According to Jon Peddie Research, sales of standalone graphics cards for desktop PCs continued to decline in Q1 2023 as retailers and PC manufacturers continued to deplete their inventories while AMD and Nvidia prepared to release new generation mainstream add-in-boards.
However, even as the market reached a new multi-decade low, Intel continues to gain market share with its discrete Arc Alchemist GPUs and today controls 4% of the market.
According to JPR, sales of desktop graphics cards fell 12.6% sequentially and 38.2% year on year in the first quarter to 6.3 million units.
The quarterly sales of discrete graphics cards were 6.3 million, the lowest in decades. According to Jon Peddie, the founder and president of JPR, shipments of new add-in boards (AIBs) have been affected by a decline in the PC market.
This decline can be attributed to concerns about inflation, layoffs, and consumers purchasing previous-generation boards as suppliers aimed to reduce their inventory levels.
However, Peddie predicts that sales of new-generation boards will improve in the third quarter as inventory levels decrease. The second quarter is typically slow, but the impact may not be as severe as anticipated.
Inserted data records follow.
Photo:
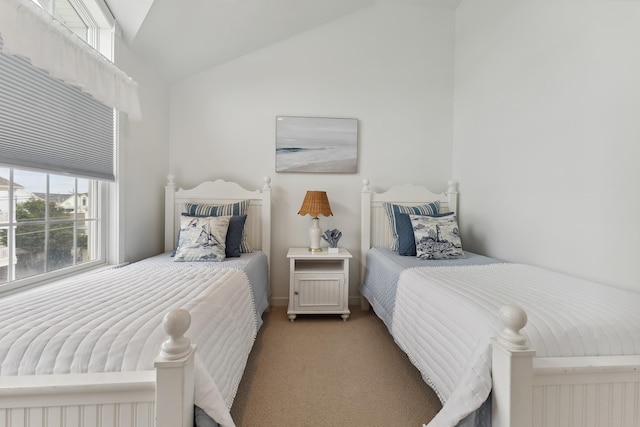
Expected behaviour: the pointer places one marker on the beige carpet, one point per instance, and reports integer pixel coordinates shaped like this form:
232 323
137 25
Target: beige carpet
321 371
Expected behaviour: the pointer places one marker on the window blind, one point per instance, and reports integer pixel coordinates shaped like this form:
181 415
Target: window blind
48 125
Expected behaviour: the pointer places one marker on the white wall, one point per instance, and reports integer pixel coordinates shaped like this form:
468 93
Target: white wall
144 161
547 134
390 66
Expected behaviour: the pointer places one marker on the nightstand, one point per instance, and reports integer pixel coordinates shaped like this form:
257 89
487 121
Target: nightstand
318 282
Nvidia maintained its market dominance, with an 84% market share. It supplied around 5.29 million discrete graphics cards for desktop PCs, the lowest result in several years in the desktop market.
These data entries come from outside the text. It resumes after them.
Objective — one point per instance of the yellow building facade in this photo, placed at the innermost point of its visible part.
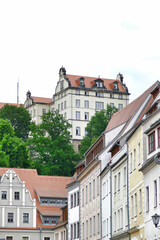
(135, 178)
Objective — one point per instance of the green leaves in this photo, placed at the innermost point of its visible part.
(50, 148)
(19, 118)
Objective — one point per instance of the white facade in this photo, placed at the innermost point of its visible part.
(73, 211)
(78, 98)
(18, 211)
(151, 171)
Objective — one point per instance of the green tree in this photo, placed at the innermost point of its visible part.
(13, 151)
(50, 148)
(95, 127)
(19, 118)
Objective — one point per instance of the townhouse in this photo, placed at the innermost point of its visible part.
(151, 167)
(31, 205)
(77, 98)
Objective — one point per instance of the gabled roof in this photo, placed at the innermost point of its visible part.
(41, 99)
(89, 82)
(42, 186)
(12, 104)
(126, 114)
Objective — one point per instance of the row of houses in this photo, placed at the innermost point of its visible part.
(118, 182)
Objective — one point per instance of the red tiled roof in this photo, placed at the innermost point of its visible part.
(89, 82)
(126, 113)
(12, 104)
(47, 186)
(41, 100)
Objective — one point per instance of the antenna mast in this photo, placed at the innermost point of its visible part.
(18, 91)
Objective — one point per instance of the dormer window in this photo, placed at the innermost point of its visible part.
(99, 84)
(81, 82)
(115, 86)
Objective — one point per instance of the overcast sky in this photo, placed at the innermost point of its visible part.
(87, 37)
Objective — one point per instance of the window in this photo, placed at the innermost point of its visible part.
(77, 103)
(115, 183)
(99, 105)
(65, 104)
(86, 104)
(71, 231)
(130, 162)
(71, 200)
(112, 104)
(86, 115)
(155, 193)
(43, 111)
(139, 161)
(93, 188)
(90, 221)
(151, 142)
(119, 181)
(77, 229)
(61, 106)
(25, 238)
(83, 231)
(98, 223)
(26, 217)
(78, 131)
(74, 199)
(87, 229)
(140, 200)
(77, 115)
(62, 83)
(74, 230)
(86, 194)
(120, 106)
(4, 195)
(94, 225)
(135, 205)
(90, 191)
(134, 160)
(132, 207)
(10, 217)
(16, 195)
(115, 86)
(147, 199)
(82, 197)
(97, 185)
(78, 198)
(115, 222)
(99, 84)
(158, 130)
(99, 94)
(124, 176)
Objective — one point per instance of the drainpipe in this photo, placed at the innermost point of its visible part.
(128, 190)
(110, 200)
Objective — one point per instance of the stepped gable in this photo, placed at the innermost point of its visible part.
(41, 99)
(130, 110)
(89, 82)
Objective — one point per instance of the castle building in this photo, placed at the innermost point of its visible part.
(78, 98)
AMD came in second place with a 12% market share and 0.76 million AIB devices shipped. AMD’s Radeon RX graphics cards have sold fewer than one million units per quarter for PCs. Nonetheless, given that PC makers and the channel depleted inventory in the first quarter, AMD’s results are not surprising.
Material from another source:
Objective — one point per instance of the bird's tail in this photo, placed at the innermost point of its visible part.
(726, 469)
Unlike Nvidia and AMD, Intel started ramping up shipments of its Arc Alchemist A700-series graphics cards in Q1 after launching them in late Q3. As a result, it grew sales and won market share.
Of course, Intel’s unit shipments were roughly 250,000 graphics cards, which are insignificant in comparison to Nvidia’s 5.29 million, but it is clear that Intel’s shipments of standalone AIBs are increasing.